Wednesday, January 26, 2022

Better Now Than Later

Gerard N. Magliocca

One thread of commentary in some of the popular writing about Section 3 of the Fourteenth Amendment is that challenging the eligibility of candidates is not a good idea. There might be a political backlash. Or we should just let the voters decide. 

Assessing the political implications of these lawsuits is above my pay grade. But there is a practical consideration that counsels for action now. Take Congressman Louis Gohmert, who faces allegations about his involvement in the insurrection. Gohmert is not running for reelection. He is instead running to be Texas Attorney General. But if Section Three applies to him, then he is ineligible to serve as AG.

Suppose nobody challenges Gohmert's eligibility in the GOP primary. He wins. Then nobody challenges his eligibility in the general election.
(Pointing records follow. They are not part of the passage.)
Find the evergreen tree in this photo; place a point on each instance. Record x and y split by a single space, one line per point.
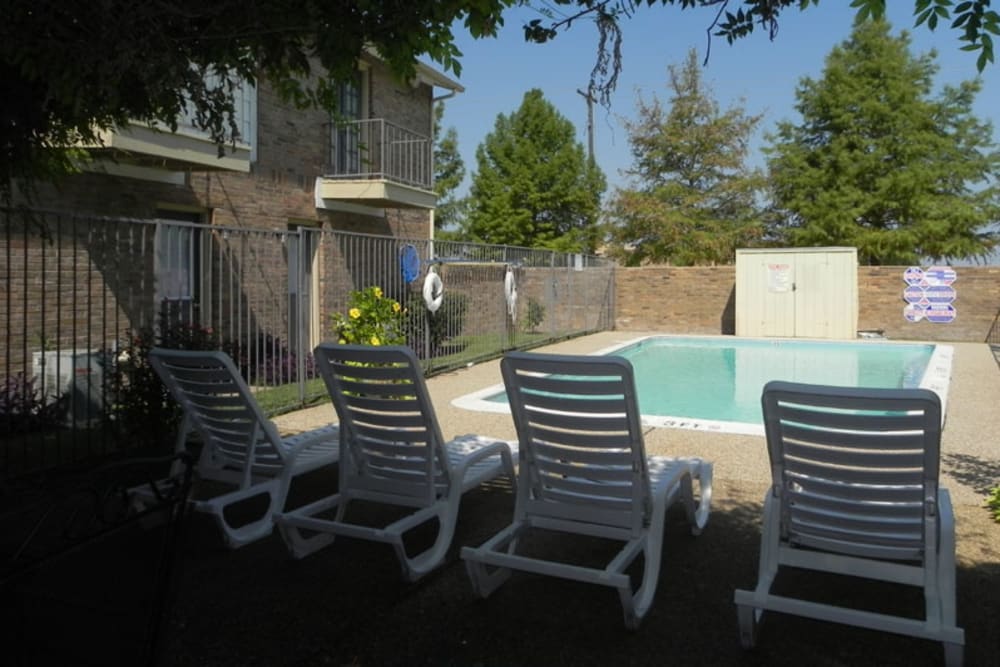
694 200
534 186
449 171
878 163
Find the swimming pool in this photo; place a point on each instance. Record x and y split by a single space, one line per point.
714 383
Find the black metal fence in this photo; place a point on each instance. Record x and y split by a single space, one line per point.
84 298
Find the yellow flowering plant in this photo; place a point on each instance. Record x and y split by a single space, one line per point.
372 319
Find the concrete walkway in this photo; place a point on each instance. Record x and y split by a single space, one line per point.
970 456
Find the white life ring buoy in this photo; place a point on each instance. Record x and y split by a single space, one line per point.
510 293
433 290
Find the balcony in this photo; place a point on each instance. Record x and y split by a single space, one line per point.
376 163
156 147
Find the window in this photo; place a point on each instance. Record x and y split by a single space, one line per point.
346 129
177 265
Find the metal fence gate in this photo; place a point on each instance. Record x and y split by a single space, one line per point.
84 298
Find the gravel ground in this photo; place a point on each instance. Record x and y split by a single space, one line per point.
346 605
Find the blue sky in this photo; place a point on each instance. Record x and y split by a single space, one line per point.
497 72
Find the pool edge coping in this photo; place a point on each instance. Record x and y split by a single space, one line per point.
936 377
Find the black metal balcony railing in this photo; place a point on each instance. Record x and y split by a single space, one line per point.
376 149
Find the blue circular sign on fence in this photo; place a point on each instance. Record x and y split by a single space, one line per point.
409 263
913 313
942 313
914 275
940 275
913 294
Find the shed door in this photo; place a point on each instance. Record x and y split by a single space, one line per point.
802 294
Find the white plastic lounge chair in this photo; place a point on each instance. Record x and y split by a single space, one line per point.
855 492
584 471
240 446
393 454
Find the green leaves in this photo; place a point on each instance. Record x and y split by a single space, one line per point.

He wins. Somebody will inevitably challenge his eligibility once he is the Texas Attorney General. A private party that is subject to some action by the Texas AG will attack the action on the merits but also say, in essence, that Gohmert is an imposter. (In other words, that his action is unlawful because he does not lawfully hold his post.) There are different ways of thinking through that issue, which of course came up during Reconstruction, but the point is that it'll be painful and confusing.

An eligibility challenge to a sitting official (especially for an important state executive post) creates many headaches. An eligibility challenge to a candidate, by contrast. avoids many of those problems.